HS2 is a solution looking for a problem. Since its conception, HS2 has been a tale of shape shifting as first it was about time, then about bridging the north south divide, then about capacity before we are told it is simply the right thing to do.
The reason the argument is shifting is because it is built of a poor business case which when scrutinised falls apart and reveals a tide of evasive evidence. Take for instance the principle argument when the HS2 scheme was unveiled by Labour. It was that 20 minutes could be saved on the journey time between London and Birmingham. Based on this, for Phase 1, the Department of Transport claimed HS2 will produce £1.40 of benefits for every £1 of subsidy spent. The Government categorises schemes below £1.50 as low value for money and this is before we even consider the subsequent increase in cost and expected further overruns.
These benefit cost ratio figures are based on the extraordinary idea that people do not currently work on trains, which anyone who uses the railway knows is simply not the case. Although this is going to be looked at, it makes you question whether the economic soundness of the project from the very start.
As the argument on time saved started to fall apart, and I would add that I have never met a businessperson who have said the reason their business is not growing is because they can’t get to London quick enough, it moved onto bridging the North South divide.
However HS2 will simply suck money from the regions into London and the South East. For weekend and leisure travel for instance, what is the more likely scenario: That more families will be travelling from London to spend an evening in Birmingham or Manchester, or families from Birmingham will be using the route to spend time and money in London. I would suggest the latter Indeed; there are no serious academics that support the view that HS2 will reduce the north south divide.
Then the argument shifted to capacity. The principle argument the Government are using is HS2 is needed because existing lines are getting full to capacity. However on the West Coast Mainline, passenger growth is slowing down on the route and for 2012-13, passenger mile growth was 0.9 per cent, Down from 20.4 per cent in 2009-10 when the case for HS2 was first being made. The average load factor on the West Coast Main Line is only 28 per cent according to 2012-13 figures with a total demand during the 3 hour weekday morning peak of 60 per cent.

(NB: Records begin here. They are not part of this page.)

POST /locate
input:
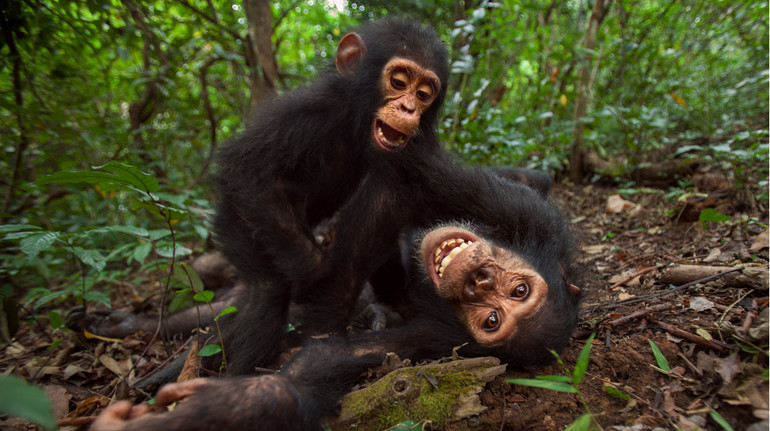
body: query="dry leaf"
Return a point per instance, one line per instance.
(60, 399)
(760, 242)
(713, 255)
(616, 204)
(700, 303)
(112, 365)
(728, 367)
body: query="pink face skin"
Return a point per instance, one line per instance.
(409, 91)
(490, 287)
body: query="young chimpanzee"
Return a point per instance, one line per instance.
(499, 280)
(304, 156)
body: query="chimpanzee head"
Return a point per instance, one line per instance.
(399, 70)
(513, 298)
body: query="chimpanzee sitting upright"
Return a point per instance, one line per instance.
(304, 156)
(497, 283)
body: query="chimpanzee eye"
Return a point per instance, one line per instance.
(492, 322)
(520, 291)
(396, 83)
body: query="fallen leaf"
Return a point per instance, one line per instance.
(60, 399)
(713, 255)
(700, 303)
(760, 242)
(112, 365)
(616, 204)
(704, 334)
(728, 367)
(594, 249)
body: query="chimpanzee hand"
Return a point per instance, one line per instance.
(211, 404)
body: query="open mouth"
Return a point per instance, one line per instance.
(441, 246)
(445, 252)
(387, 137)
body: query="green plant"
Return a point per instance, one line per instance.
(21, 399)
(569, 383)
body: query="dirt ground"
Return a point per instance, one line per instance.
(713, 334)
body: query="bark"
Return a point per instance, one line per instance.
(18, 94)
(259, 50)
(577, 167)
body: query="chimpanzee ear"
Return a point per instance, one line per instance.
(350, 51)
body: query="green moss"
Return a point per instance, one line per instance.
(376, 407)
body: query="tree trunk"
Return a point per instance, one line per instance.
(259, 50)
(598, 13)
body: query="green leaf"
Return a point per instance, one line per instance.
(168, 249)
(616, 393)
(545, 384)
(18, 227)
(130, 230)
(209, 350)
(21, 399)
(229, 310)
(96, 296)
(710, 214)
(142, 251)
(408, 425)
(720, 420)
(662, 362)
(182, 300)
(92, 258)
(131, 175)
(565, 379)
(582, 363)
(205, 296)
(581, 424)
(33, 244)
(188, 277)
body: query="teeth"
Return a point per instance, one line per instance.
(457, 246)
(398, 143)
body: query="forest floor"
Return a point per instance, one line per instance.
(713, 334)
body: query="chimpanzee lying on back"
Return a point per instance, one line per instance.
(496, 281)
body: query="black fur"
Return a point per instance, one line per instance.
(300, 160)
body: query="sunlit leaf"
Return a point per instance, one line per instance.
(205, 296)
(545, 384)
(662, 362)
(209, 350)
(33, 244)
(678, 99)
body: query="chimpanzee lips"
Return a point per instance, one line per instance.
(387, 137)
(446, 251)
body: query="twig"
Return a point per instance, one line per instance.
(638, 314)
(632, 276)
(697, 339)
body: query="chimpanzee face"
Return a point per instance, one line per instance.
(491, 288)
(408, 90)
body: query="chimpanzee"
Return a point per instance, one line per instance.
(305, 155)
(497, 282)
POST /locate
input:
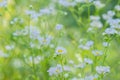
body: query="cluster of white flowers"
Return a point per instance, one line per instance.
(60, 50)
(59, 27)
(2, 54)
(88, 61)
(102, 69)
(113, 23)
(35, 59)
(9, 47)
(3, 3)
(16, 20)
(117, 7)
(58, 69)
(97, 53)
(90, 77)
(86, 46)
(109, 15)
(95, 22)
(44, 11)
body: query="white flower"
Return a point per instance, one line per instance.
(17, 63)
(60, 50)
(45, 40)
(9, 47)
(102, 69)
(2, 54)
(86, 46)
(105, 44)
(88, 61)
(3, 3)
(96, 24)
(35, 60)
(109, 15)
(55, 70)
(92, 18)
(81, 65)
(97, 53)
(91, 77)
(117, 7)
(59, 27)
(110, 31)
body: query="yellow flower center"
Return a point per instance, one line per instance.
(57, 70)
(44, 40)
(60, 51)
(94, 79)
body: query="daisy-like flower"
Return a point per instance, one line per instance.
(9, 47)
(45, 40)
(102, 69)
(98, 4)
(3, 3)
(105, 44)
(117, 7)
(91, 77)
(86, 46)
(88, 61)
(97, 53)
(60, 50)
(59, 27)
(110, 31)
(2, 54)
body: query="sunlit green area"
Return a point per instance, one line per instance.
(59, 40)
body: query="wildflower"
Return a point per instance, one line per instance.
(91, 77)
(102, 69)
(2, 54)
(105, 44)
(117, 7)
(3, 3)
(9, 47)
(88, 61)
(59, 27)
(45, 40)
(110, 31)
(35, 60)
(98, 4)
(60, 50)
(87, 45)
(97, 53)
(109, 15)
(95, 22)
(81, 65)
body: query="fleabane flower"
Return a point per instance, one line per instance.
(102, 69)
(3, 3)
(110, 31)
(98, 4)
(59, 27)
(88, 61)
(97, 53)
(91, 77)
(45, 40)
(60, 50)
(117, 7)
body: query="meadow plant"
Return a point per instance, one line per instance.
(59, 39)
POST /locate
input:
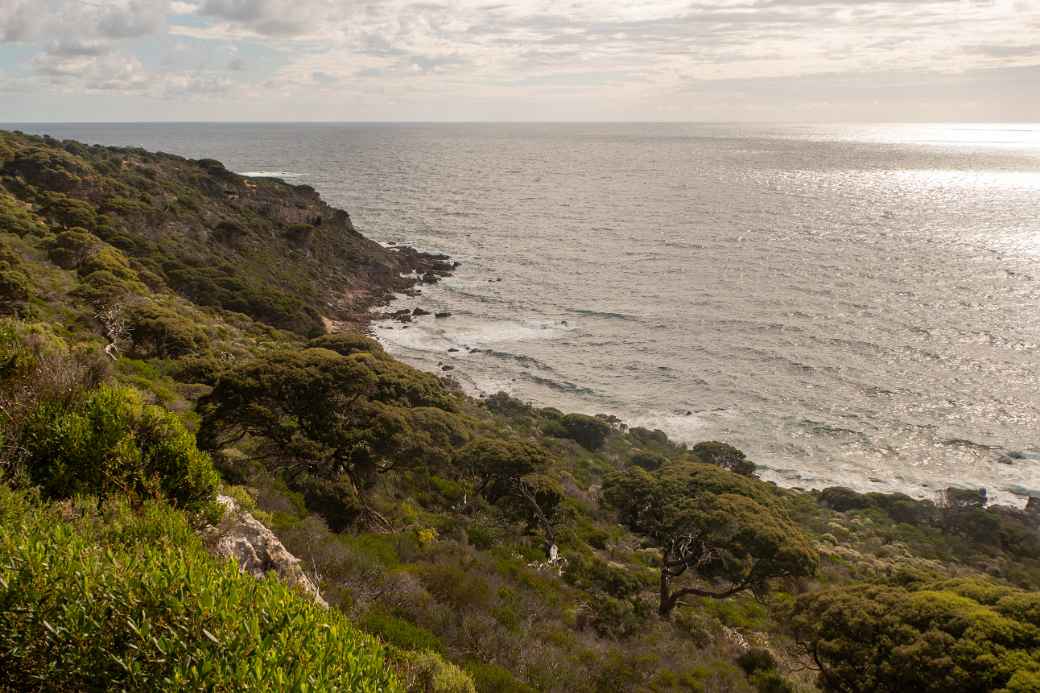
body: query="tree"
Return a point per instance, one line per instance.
(730, 530)
(590, 432)
(725, 456)
(509, 475)
(960, 636)
(331, 422)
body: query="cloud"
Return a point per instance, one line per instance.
(20, 20)
(514, 51)
(137, 18)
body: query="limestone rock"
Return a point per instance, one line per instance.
(256, 548)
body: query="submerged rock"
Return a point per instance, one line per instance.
(255, 548)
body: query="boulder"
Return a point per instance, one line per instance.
(256, 549)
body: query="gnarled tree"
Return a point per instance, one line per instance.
(960, 636)
(331, 424)
(731, 531)
(509, 475)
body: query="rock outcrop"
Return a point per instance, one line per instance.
(256, 548)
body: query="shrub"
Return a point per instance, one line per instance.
(957, 636)
(15, 290)
(161, 332)
(400, 633)
(493, 678)
(17, 217)
(69, 249)
(110, 441)
(724, 456)
(590, 432)
(842, 499)
(427, 672)
(133, 602)
(345, 343)
(648, 461)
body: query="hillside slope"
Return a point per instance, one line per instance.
(163, 335)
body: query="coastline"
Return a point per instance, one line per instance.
(456, 353)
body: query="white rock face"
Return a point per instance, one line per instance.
(256, 548)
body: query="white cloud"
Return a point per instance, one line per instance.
(472, 51)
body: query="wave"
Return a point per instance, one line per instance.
(560, 386)
(602, 313)
(270, 174)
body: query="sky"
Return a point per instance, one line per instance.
(761, 60)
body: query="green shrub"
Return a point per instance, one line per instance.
(724, 456)
(18, 217)
(158, 331)
(649, 461)
(133, 602)
(69, 249)
(400, 633)
(15, 290)
(427, 672)
(111, 442)
(345, 343)
(493, 678)
(590, 432)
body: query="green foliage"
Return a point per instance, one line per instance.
(724, 456)
(509, 475)
(731, 530)
(71, 248)
(15, 291)
(161, 332)
(399, 633)
(957, 636)
(132, 601)
(341, 419)
(346, 343)
(18, 217)
(493, 678)
(648, 461)
(590, 432)
(111, 442)
(430, 673)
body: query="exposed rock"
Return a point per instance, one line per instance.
(256, 548)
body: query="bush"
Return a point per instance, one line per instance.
(17, 217)
(493, 678)
(956, 636)
(15, 291)
(842, 499)
(109, 442)
(589, 432)
(724, 456)
(345, 343)
(133, 602)
(426, 672)
(161, 332)
(400, 633)
(649, 461)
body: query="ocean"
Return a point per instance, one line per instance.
(851, 305)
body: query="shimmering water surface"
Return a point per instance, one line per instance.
(849, 304)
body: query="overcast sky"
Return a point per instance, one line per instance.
(519, 59)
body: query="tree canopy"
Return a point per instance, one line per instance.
(730, 530)
(960, 636)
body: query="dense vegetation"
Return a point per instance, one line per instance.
(151, 354)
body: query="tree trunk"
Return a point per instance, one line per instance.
(667, 600)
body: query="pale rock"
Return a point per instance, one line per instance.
(255, 548)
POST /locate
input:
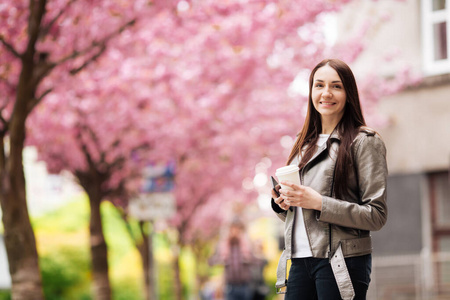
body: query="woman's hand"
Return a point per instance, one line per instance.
(279, 200)
(302, 196)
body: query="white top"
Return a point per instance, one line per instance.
(301, 247)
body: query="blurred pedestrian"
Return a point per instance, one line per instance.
(234, 253)
(342, 196)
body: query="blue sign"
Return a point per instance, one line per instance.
(159, 178)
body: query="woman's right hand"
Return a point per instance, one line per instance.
(279, 200)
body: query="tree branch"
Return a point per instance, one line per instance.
(10, 47)
(37, 12)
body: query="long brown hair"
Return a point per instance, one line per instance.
(347, 127)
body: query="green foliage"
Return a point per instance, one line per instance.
(5, 295)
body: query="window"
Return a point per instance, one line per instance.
(435, 36)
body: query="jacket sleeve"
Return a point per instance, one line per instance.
(371, 171)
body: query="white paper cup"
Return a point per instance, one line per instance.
(289, 173)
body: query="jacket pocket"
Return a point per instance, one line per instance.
(355, 247)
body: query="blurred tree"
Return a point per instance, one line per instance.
(42, 44)
(204, 84)
(201, 82)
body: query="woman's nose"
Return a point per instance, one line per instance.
(327, 93)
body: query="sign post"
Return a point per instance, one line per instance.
(156, 201)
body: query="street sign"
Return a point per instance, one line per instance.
(156, 200)
(153, 206)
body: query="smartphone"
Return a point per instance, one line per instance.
(274, 184)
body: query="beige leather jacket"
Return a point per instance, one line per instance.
(350, 219)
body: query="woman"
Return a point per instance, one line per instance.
(342, 196)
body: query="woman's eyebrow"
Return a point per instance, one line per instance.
(335, 81)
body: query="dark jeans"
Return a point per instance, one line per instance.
(312, 278)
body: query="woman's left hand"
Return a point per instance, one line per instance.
(302, 196)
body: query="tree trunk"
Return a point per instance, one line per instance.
(99, 251)
(19, 236)
(146, 251)
(20, 241)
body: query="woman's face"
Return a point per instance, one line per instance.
(328, 93)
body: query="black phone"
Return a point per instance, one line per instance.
(274, 184)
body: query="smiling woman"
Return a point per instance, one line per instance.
(328, 97)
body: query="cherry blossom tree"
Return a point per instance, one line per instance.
(203, 83)
(43, 43)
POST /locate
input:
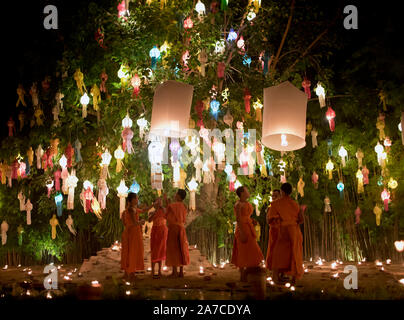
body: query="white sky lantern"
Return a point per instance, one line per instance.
(171, 109)
(122, 194)
(284, 121)
(343, 153)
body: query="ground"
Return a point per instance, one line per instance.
(215, 284)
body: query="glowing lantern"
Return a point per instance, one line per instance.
(258, 107)
(49, 185)
(329, 167)
(171, 108)
(340, 187)
(359, 175)
(320, 92)
(330, 115)
(135, 81)
(378, 212)
(284, 114)
(392, 184)
(142, 123)
(251, 15)
(84, 100)
(192, 185)
(399, 245)
(220, 47)
(154, 55)
(385, 197)
(58, 201)
(127, 134)
(106, 160)
(379, 150)
(119, 155)
(232, 35)
(214, 108)
(122, 194)
(200, 8)
(342, 153)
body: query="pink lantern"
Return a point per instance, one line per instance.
(330, 115)
(386, 197)
(306, 85)
(247, 98)
(135, 81)
(171, 108)
(284, 123)
(358, 213)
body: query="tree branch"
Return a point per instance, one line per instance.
(292, 8)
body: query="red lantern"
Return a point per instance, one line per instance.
(247, 98)
(306, 85)
(386, 197)
(330, 115)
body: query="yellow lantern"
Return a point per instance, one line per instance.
(284, 121)
(329, 167)
(171, 109)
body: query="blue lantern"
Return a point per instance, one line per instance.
(214, 108)
(58, 201)
(340, 187)
(134, 188)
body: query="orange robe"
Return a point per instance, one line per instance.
(272, 237)
(288, 249)
(246, 254)
(158, 238)
(177, 242)
(132, 243)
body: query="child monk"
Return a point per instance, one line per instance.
(158, 238)
(132, 251)
(288, 249)
(246, 252)
(177, 242)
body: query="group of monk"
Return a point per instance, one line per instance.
(285, 243)
(168, 240)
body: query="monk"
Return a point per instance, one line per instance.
(246, 252)
(132, 252)
(274, 225)
(158, 238)
(288, 250)
(177, 242)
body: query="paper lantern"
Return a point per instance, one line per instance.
(284, 123)
(320, 92)
(399, 245)
(385, 197)
(192, 185)
(119, 155)
(200, 8)
(84, 100)
(232, 35)
(329, 167)
(342, 153)
(122, 194)
(171, 109)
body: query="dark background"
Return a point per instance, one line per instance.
(31, 51)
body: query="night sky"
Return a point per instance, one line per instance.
(31, 51)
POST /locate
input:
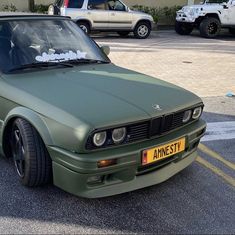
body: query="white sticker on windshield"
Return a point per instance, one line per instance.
(45, 57)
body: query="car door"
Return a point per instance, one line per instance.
(119, 16)
(97, 13)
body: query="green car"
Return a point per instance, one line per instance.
(69, 115)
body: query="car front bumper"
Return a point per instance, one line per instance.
(73, 172)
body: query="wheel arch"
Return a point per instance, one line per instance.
(84, 20)
(33, 118)
(213, 15)
(209, 15)
(143, 21)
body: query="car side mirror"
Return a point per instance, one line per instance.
(105, 49)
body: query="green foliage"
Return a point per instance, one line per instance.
(40, 8)
(164, 15)
(6, 7)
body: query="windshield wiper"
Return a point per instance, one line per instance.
(87, 61)
(40, 65)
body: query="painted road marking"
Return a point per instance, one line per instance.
(216, 170)
(215, 155)
(219, 131)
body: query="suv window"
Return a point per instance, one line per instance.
(97, 5)
(75, 3)
(115, 5)
(59, 3)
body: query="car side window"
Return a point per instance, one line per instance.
(59, 3)
(75, 3)
(97, 5)
(115, 5)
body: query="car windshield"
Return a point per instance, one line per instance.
(215, 1)
(45, 42)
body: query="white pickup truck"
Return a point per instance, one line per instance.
(209, 17)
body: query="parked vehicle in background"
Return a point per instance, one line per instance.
(104, 15)
(208, 17)
(66, 111)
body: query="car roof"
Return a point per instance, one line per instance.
(28, 14)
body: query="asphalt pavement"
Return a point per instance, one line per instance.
(198, 200)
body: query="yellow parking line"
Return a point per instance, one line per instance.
(216, 170)
(215, 155)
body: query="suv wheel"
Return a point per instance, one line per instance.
(142, 30)
(32, 161)
(210, 27)
(123, 33)
(183, 28)
(232, 31)
(84, 26)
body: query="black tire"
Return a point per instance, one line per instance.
(142, 30)
(84, 26)
(232, 31)
(31, 159)
(123, 33)
(183, 28)
(210, 27)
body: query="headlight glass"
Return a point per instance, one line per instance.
(187, 116)
(119, 135)
(99, 138)
(197, 112)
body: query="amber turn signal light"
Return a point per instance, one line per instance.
(106, 163)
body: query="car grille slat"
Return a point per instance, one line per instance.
(148, 129)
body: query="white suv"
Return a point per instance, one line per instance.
(208, 17)
(104, 15)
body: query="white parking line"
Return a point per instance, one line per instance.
(220, 131)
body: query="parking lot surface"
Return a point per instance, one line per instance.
(200, 199)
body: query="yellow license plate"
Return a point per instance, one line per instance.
(162, 152)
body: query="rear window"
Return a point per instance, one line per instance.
(75, 3)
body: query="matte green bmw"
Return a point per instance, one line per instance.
(68, 114)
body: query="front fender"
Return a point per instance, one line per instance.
(33, 118)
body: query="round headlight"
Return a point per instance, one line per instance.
(99, 138)
(187, 116)
(119, 135)
(197, 112)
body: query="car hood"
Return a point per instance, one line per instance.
(99, 95)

It’s not about capacity, it’s not about the North South divide which will only be exacerbated by this railway line as more money gets dragged into London, it’s not about journey times as connectivity times between London and our major cities is already well below European levels. This is a grandstand project being supported by an unsound business case and a shifting argument on need based on facts that are failing to stand up to scrutiny.